Layers and layers of legends make up Voyageur, a new installment of previously unreleased recordings by the late Ali Farka Touré and some of his friends and collaborators. Oumou Sangaré, Afel Bocoum, Hama Sankaré, Pee Wee Ellis, and Ali’s son Vieux Farka Touré are just a few of the renowned musicians on hand here with the legendary guitarist. At the production helm are Nick Gold and the younger Touré. It’s almost needless to say that Voyageur is an absolute delight, but this is an album and a crew worthy of proper recognition and full exploration.
Previously archived for no particular project, each track on Voyageur feels fresh and relevant. The simultaneous ease and intricacy Ali Farka Touré brought to his guitar playing throughout his career, a continued source of inspiration for musicians worldwide, rings out on every track. Ali truly has a presence here, flowing through crystal clear channels from the 1990s to the present day with no vigor lost along the way. This is a testament to the recording and production teams of past and present and the stellar musicianship of each person involved, with Ali both the most consummate of professionals and the most natural performers.
If anyone is a match for Ali Farka Touré in terms of star power and sheer skill, of course, it’s Oumou Sangaré, and her presence on three of Voyageur’s nine tracks is unquestionably a high point on an album with no real lows. On “Bandoloboourou”, she matches Ali’s triumphant verses and plugged-in riffs with straightforward majesty. “Cherie” brings them together again, trading off sweet verses with one another and loops and whorls of guitar. Their final collaboration here, “Sadjona”, is a prescient tribute to Ali Farka Touré that envisions his death years before it happens. Sangaré takes the vocal lead alongside guitars from Ali and Vieux; joining the core group is an especially full ensemble warmed by Pee Wee Ellis and Josh Arcoleo on saxophone.

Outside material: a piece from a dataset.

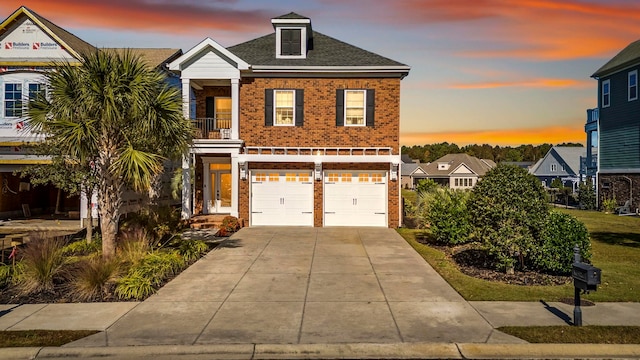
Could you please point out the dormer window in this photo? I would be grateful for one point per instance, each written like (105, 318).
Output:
(293, 34)
(291, 43)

Ellis returns with Steve Williamson on the next track, an electric version of “Sambadio”, in which Ali is once again center stage, even amid the hefty horns and Oumar Touré’s echoing congas. It’s an entirely different take on the song compared to the acoustic version early on in Voyageur, in which ngoni from Bassekou Kouyaté, Mama Sissoko, and calabash from Hama Sankaré and Souleymane Kané lend themselves to an earthier sound. Both renditions feature Sankaré and Afel Bocoum on impassioned backing vocals.
From lively cuts like “Safari” and “Kenouna” to sensual “Malahani” and ardent closer “Kombo Galia”, Voyageur is as complete and wondrous an album as anything Ali Farka Touré put out during his lifetime, in no small part due to the work of his son. On the heels of last year’s Ali, a collaboration with Khruangbin, Vieux Farka Touré is continuing to carry his father’s torch and use it to shed light on the rich Ali archives that remain. Decades after its initial tracks were laid down, Voyageur‘s painstaking journey has finally reached the milestone of public release, and it deserves to fall on grateful ears.